Wilmington resident Richard Sugarman brought the contents of a Web site listing the “worst 10 high schools in Vermont” to the attention of board members. The school, he noted, was listed as the third worst high school in the state. “And that’s right off the Internet,” Sugarman said as he handed out printed screen shots. “That’s really the bad point. This is out there on the Internet.”
“I think the question is, how do they rank them,” said TVHS Principal Frank Spencer.
The site, www.schooldigger.com, calculated the result based on the school’s 2009-10 combined NECAP scores in math and reading. For that year, TVHS was ranked number 60, but using the same criteria for 2008-09, the school is ranked number 32, and it was listed at number 42 a year earlier.
Board member Jack Kincella said that NECAP results weren’t an adequate measure of the school’s overall success. “As we’ve come to realize,” he said, “there’s a lot more to it than just test scores.”
But Sugarman pointed out that NECAP scores were the measure used by the state department of education to identify failing schools under the federal No Child Left Behind Act. He noted that based on earlier scores, the schools above and below TVHS on the list in his screen shot had been identified as failing. “It looks real bad from my point of view,” he said, “or anyone that sees this site.”

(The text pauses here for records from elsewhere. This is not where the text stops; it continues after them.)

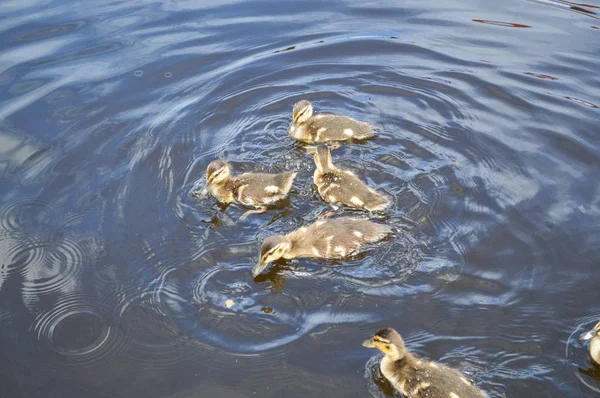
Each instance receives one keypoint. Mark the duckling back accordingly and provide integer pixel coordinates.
(327, 127)
(336, 238)
(261, 188)
(429, 379)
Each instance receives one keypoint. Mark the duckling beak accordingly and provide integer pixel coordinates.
(368, 343)
(258, 268)
(590, 334)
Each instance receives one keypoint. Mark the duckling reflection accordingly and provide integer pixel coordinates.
(325, 127)
(335, 238)
(415, 377)
(343, 186)
(257, 190)
(593, 336)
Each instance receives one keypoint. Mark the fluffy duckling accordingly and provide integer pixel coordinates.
(333, 238)
(257, 190)
(343, 186)
(418, 378)
(594, 337)
(325, 127)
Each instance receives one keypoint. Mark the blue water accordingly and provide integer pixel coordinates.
(115, 280)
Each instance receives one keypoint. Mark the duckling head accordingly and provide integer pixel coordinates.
(323, 159)
(590, 334)
(272, 249)
(389, 342)
(302, 112)
(217, 172)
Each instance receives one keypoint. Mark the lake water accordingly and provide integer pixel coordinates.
(115, 280)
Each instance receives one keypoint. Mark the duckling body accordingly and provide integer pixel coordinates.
(335, 238)
(343, 186)
(594, 337)
(325, 127)
(419, 378)
(257, 190)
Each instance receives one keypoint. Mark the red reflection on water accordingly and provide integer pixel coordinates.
(541, 76)
(582, 102)
(499, 23)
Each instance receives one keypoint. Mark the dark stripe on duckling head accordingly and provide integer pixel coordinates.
(323, 158)
(300, 109)
(269, 246)
(214, 167)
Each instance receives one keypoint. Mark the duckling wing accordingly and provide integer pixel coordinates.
(256, 189)
(351, 191)
(437, 381)
(327, 127)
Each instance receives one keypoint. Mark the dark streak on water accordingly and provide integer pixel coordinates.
(114, 280)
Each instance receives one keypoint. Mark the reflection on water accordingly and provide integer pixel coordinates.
(112, 270)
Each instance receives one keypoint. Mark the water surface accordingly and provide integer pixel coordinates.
(115, 280)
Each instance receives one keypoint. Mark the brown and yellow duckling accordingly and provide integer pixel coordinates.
(594, 337)
(333, 239)
(325, 127)
(415, 377)
(343, 186)
(257, 190)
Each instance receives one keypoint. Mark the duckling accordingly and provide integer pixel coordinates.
(594, 337)
(334, 238)
(343, 186)
(257, 190)
(418, 378)
(325, 127)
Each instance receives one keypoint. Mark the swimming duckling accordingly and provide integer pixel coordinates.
(594, 337)
(418, 378)
(325, 127)
(343, 186)
(250, 189)
(333, 238)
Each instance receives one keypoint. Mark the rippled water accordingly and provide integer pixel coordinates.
(115, 280)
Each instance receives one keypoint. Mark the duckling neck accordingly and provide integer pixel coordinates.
(595, 349)
(402, 360)
(298, 131)
(222, 190)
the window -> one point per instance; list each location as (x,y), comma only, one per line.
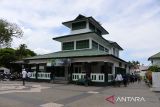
(79,25)
(101,48)
(114,51)
(82,44)
(77,69)
(120,64)
(94,45)
(106,50)
(92,27)
(68,46)
(99,32)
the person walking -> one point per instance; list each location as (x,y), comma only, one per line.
(28,75)
(24,75)
(119,79)
(125,80)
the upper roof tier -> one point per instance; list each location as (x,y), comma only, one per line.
(91,20)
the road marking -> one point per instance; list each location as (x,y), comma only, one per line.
(92,92)
(52,105)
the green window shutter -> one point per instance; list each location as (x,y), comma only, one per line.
(92,27)
(94,45)
(101,48)
(68,46)
(82,44)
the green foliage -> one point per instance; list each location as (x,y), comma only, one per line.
(7,32)
(8,55)
(154,68)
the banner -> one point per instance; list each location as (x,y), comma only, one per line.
(59,62)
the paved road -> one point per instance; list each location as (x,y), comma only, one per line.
(13,94)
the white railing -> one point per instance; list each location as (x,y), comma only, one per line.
(77,76)
(41,75)
(97,77)
(110,77)
(33,75)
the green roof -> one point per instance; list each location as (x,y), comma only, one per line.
(69,54)
(155,56)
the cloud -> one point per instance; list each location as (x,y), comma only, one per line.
(133,24)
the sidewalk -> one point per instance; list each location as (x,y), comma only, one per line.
(69,95)
(133,90)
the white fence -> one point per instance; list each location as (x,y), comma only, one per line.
(41,75)
(95,77)
(77,76)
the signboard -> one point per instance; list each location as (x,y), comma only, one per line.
(156,80)
(62,62)
(50,62)
(59,62)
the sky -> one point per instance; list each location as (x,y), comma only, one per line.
(133,24)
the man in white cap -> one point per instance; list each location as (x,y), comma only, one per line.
(24,75)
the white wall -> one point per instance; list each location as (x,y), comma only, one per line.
(156,62)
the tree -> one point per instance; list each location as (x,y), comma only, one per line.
(23,52)
(7,55)
(134,64)
(154,68)
(8,31)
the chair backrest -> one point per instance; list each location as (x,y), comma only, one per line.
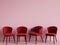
(7,29)
(36,29)
(21,29)
(52,29)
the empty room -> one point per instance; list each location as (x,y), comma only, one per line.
(29,22)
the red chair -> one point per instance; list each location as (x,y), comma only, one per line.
(7,32)
(36,31)
(22,32)
(52,31)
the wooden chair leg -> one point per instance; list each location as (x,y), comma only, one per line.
(36,40)
(14,38)
(42,39)
(46,38)
(9,38)
(3,38)
(29,37)
(53,40)
(26,39)
(56,38)
(17,39)
(50,38)
(6,40)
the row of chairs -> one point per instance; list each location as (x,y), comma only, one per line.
(35,31)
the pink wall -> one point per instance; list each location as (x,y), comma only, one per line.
(30,12)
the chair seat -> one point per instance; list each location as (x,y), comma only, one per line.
(9,34)
(51,34)
(21,34)
(35,34)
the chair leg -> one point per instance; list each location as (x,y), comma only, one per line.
(9,38)
(53,40)
(36,40)
(56,38)
(50,38)
(3,38)
(6,40)
(42,39)
(14,38)
(46,38)
(26,39)
(17,39)
(29,37)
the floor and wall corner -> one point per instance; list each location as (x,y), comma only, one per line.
(29,13)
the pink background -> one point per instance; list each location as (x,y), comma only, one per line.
(30,13)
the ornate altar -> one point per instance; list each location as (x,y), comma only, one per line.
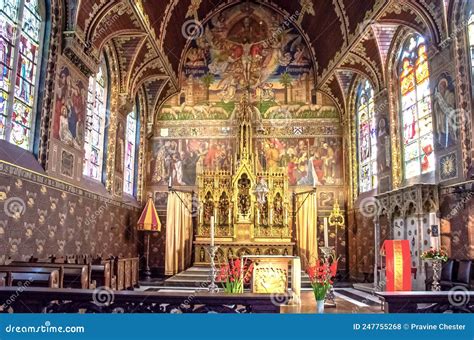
(250,208)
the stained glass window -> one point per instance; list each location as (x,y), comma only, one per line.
(130,152)
(367,137)
(21,35)
(95,124)
(471,45)
(415,101)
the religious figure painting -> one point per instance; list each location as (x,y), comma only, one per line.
(244,49)
(445,113)
(70,107)
(179,162)
(307,161)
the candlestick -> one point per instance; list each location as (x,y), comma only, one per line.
(212,231)
(326,236)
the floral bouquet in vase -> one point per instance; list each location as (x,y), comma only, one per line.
(435,254)
(234,274)
(321,276)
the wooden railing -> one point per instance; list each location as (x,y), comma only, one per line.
(454,301)
(46,300)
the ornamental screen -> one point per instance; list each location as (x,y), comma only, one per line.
(20,40)
(367,138)
(415,104)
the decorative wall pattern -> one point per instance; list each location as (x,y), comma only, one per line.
(42,216)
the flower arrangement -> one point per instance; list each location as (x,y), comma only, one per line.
(435,254)
(234,274)
(321,276)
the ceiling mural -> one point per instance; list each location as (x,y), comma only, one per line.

Sugarman handed out a press release from the Vermont Department of Education in which 10 schools were identified as “persistently low achieving schools.” According to the press release, the state is required to identify 10 schools in order to receive $8 million in funding under the terms of a federal stimulus program.
To receive a portion of the funds, the schools identified under the program must be willing to follow one of four models for school improvement defined by the U.S. Department of Education.
But also in the release, education commissioner Armando Vilaseca appears to suggest the schools on the list are not “failing” their students. “The schools identified still provide a quality education for the majority of their students,” he said. “In any other state, these schools would not have been identified.”
Spencer said he and his staff were continually working to address educational gaps suggested by NECAP test results – making changes in some cases based on the analysis of individual test questions or groups of questions. “One of the things we’re doing is working with sophomores, who will be taking the test next year, now to identify the specific needs of those students.”
He asked Sugarman to visit the school and see what they have done to address math scores.
But Spencer also said the score of one group of students, taken in one year, does not reflect the educational quality of the whole school.
“Have you ever thought about going up to the schools that are scoring high to see what they’re doing?” asked Sugarman.
“Yep,” said Spencer, before describing a recent trip with math teachers.